Anne Wallace Allen//July 20, 2016
If nesting birds are adding their song to the sounds of work in your factory, chances are there are leaks that cost energy and money.
Birdsong is one of the things that Boise State University professor John Gardner looks for as he helps teams of students find possible energy savings at industrial buildings in the Pacific Northwest. The students look for potential energy efficiency improvements, ways to prevent pollution and minimize waste, and changes that will lead to improved productivity.
Gardner is director of the state’s two Industrial Assessment Centers or IACs, U.S. Department of Energy-sponsored programs that offer energy evaluations at manufacturing operations. There are two such centers in Idaho, one at Boise State and one at the University of Idaho in Moscow. The goal of both is to offer energy conservation services to small and medium-size manufacturing facilities, and to educate engineering students in applied energy efficiency.
The centers send out the student teams to factories at no cost. To be eligible, factories must have energy bills of around $100,000 to $2.5 million per year.

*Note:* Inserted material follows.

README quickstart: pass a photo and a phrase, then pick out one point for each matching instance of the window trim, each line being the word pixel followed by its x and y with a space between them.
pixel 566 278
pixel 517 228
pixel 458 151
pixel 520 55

“Our job is to find a way to save energy that makes sense,” said Gardner, a professor of mechanical engineering who has been at Boise State for 16 years. “Our students calculate how much it would cost to implement a measure, and how much energy they would save, and then we look for the 18-to-24-month payback.”
There are 24 IACs at engineering colleges around the United States, all funded by the DOE. Idaho’s two programs, at Boise State University and the University of Idaho, are directed by the CAES Energy Efficiency Research Institute, a program that began in 2011 after Gardner received a 5-year DOE grant. Gardner, the director of the institute, is applying this summer for $1.75 million to renew the program for another 5 years.
So far, Gardner and his students have visited about 75 factories in Idaho, Utah, and Washington. They also checked three salmon processing plants in Kodiak, Alaska, where the factories were heavily reliant on freezers. Gardner said he expects interest in the program to rise as Idaho’s industrial power rates creep upward. Rates rose about 30 percent between 2010 and 2015, according to government data.
If he’s successful in renewing the program, Gardner said, it will be altered slightly. The DOE is now taking a closer look at cybersecurity for industrial control systems such as programmable logic controllers or PLCs, almost all of which are internet-enabled.
“As more and more of the manufacturing has an internet component, there is more opportunity for bad actors to find industrial secrets,” he said. For example, he said, many PLCs operate on a default password set by the company.
“We’re going to be educating our students on what questions to ask,” he said.